ATLANTA - Georgia public school systems willing to be held more accountable for their students' performance should be given more flexibility to achieve the improvements they're seeking, a state task force recommended Monday.
But after more than three years of work, the panel of educators, lawmakers and business leaders still hasn't determined what it should cost to support the new "education partnership" between the state and local schools.
"Trying to figure out what it takes has been a long, drawn-out process," said Dean Alford of Conyers, chairman of the Governor's Education Finance Task Force and a former member of the state Board of Education. "It's a big old train we've been trying to keep on track."
Gov. Sonny Perdue created the task force in 2004 to overhaul Georgia's 20-year-old public-school funding formula.
The panel's members agreed early on that the key to fulfilling their mission would be to come up with a price tag for providing every student with a quality education.
While one subcommittee continues to crunch those numbers, a second came up with the recommendation adopted on Monday.
The proposal, which is expected to be taken up by the legislature this winter, would scrap the current single formula and allow school systems to choose between five models.

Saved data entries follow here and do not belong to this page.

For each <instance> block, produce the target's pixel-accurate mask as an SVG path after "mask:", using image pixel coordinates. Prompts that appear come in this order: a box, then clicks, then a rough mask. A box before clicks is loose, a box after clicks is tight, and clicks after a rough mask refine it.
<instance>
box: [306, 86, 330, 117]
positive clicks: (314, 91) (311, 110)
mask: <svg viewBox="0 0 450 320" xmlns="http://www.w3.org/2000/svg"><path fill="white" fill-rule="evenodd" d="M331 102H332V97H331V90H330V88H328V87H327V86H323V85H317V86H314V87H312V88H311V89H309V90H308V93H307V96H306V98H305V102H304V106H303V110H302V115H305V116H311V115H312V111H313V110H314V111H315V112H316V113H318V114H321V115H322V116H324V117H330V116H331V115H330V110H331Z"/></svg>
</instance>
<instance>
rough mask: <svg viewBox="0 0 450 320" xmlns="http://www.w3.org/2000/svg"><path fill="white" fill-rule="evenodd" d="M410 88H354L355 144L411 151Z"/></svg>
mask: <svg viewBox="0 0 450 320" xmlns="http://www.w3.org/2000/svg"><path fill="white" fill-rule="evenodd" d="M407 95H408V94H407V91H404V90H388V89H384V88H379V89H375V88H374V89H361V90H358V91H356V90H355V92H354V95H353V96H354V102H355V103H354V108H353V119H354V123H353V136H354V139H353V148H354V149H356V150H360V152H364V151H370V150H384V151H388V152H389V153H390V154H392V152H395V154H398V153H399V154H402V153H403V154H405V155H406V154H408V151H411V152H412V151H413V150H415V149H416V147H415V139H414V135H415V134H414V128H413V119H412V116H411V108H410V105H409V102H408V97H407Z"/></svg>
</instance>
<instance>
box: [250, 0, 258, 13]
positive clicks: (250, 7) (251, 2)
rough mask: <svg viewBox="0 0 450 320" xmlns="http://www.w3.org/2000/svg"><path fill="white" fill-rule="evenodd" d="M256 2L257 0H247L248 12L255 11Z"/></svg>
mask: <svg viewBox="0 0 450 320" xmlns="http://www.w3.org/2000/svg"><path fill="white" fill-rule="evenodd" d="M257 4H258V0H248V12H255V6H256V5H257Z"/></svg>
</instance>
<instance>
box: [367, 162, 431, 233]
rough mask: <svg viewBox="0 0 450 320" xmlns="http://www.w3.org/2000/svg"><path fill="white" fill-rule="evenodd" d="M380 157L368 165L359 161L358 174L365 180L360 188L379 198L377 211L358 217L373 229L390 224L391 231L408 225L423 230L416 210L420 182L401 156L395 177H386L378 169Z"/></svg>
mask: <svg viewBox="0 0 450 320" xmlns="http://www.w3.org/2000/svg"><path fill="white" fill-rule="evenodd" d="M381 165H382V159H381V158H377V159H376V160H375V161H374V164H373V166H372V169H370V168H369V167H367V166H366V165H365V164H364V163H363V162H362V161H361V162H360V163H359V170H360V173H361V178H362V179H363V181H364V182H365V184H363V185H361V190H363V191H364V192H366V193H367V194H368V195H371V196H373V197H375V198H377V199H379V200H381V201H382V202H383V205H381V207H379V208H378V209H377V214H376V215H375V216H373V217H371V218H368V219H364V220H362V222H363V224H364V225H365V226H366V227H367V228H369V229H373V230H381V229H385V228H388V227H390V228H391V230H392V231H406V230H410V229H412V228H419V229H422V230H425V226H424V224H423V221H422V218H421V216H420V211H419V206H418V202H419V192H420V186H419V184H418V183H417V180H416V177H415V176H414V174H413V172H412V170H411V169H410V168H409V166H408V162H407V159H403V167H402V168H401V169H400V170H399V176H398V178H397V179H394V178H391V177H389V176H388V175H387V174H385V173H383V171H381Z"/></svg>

They would range from the least flexible, the current formula, to the charter system model enacted by the General Assembly last year, which would give districts the most flexibility.
"This is an opportunity for the systems to be proactive, more than they are now," said Alvin Wilbanks, superintendent of Gwinnett County Public Schools and the subcommittee's chairman.
"One size does not fit all," Alford added. "This will give us a framework so 180 systems can contract uniquely with the state."
The contract model each system selects would be subject to approval by the state Department of Education.
In order to continue earning the degree of flexibility extended under the contract they choose, systems would have to demonstrate ongoing progress.
Education groups generally support the concept of giving school systems more choices in their partnerships with the state.
But there also have been complaints that three years have gone by without the task force addressing its central mission.
"I was disappointed earlier in the process over the time it was taking," Perdue said Monday. "(But) this is an area where I'd rather have a good product than necessarily a fast product."
However, time could be running out for the task force to wrap up its work because of a deadline outside of its control.
A lawsuit filed shortly after the panel was created charging the state with failing to adequately fund public education is due to go to trial later this year.
The case is being brought by a consortium of mostly rural school districts.